Minutos depois eu consegui entrevistar mais uma pessoa, um trabalhador. Seu nome era Valmir Silva. Ele disse que 750 refeições por dia é uma quantidade minúscula em comparação a todas as pessoas que precisam do restaurante para sobreviver todos os dias da semana. Para ele, deveria existir um por bairro, ou pelo menos diversos restaurantes bem posicionados, para que não ocorra uma luta por comida. O homem afirmou que muitos compravam dois pratos e comiam montanhas de comida sozinhos, por isso muita gente ficava de fora e a comida acabava mais rápido.

 — Eu não culpo eles, são pessoas que muitas vezes nem vão ter como comer outra coisa durante o dia, ou sequer chegar a tempo para o jantar. É por isso que deveria ser feito mais comida do que é feito lá, para que todo mundo conseguisse comer o quanto quisesse — Por um segundo eu pensei que talvez eles pudessem pensar na distribuição porque muita gente ia ficar com fome do lado de fora, então ele disse algo que eu nunca vou esquecer: “ninguém com tanta fome deveria ter que se preocupar em comer menos para que os outros precisem comer mais”.

Foi um golpe no estômago forte o suficiente para que eu não parasse de pensar nisso pelos próximos três dias.

A última pessoa que eu entrevistei se chamava Claudia Santana. Nós duas sentamos do lado de fora pouco antes dela precisar ir para o trabalho, pois mais uma vez o restaurante havia fechado poucos minutos após abrir, deixando uma fila de pessoas famintas. Ela disse que entendia que a situação do país não estava boa, mas que se as pessoas no poder entendessem a dor do que é dormir de barriga vazia no desespero de não saber se vai conseguir comer no dia seguinte, eles tentariam mudar isso.

 — Algumas vezes eu comi apenas uma fruta durante a tarde, ou algum colega me deu um pouco do almoço dele, mas a noite, nem isso eu consigo ter — Cláudia passou as mãos nos olhos marejados, respirou profundamente e passou a mão no coração, como se ele estivesse prestes a quebrar. — Apesar de tudo, eu sou grata por ainda ter onde comer. Eu não sei o que seria de todas essas pessoas que comem lá todo dia, se esse restaurante fechasse, como já ocorreu com outros restaurantes populares em Imperatriz.

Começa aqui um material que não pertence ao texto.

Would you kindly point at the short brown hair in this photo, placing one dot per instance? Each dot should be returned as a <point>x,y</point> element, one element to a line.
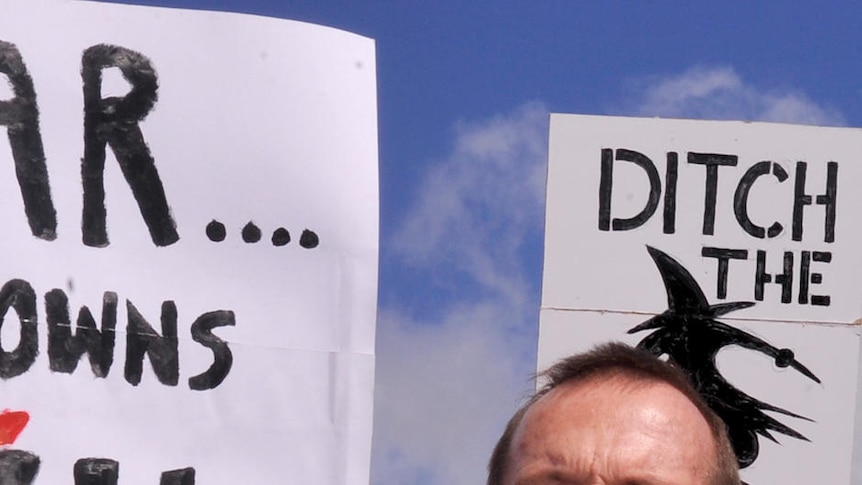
<point>618,359</point>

Durante todas as entrevistas, eu não conseguia falar nada além de fazer as perguntas. Eu não sabia o que dizer, nem como me expressar sobre tudo que tinha acabado de ouvir. Em poucos meses fará dois anos que aconteceu, e eu nunca parei de pensar nas pausas entre as frases que cortaram meu coração.

Esse foi o primeiro contato que eu tive com o jornalismo. Eu sou grata, porque me aproximou de uma realidade que eu via de forma distante. Uma jornalista precisa ter empatia e responsabilidade, e com a reportagem, essa foi uma das primeiras coisas que aprendi e que nunca vou esquecer.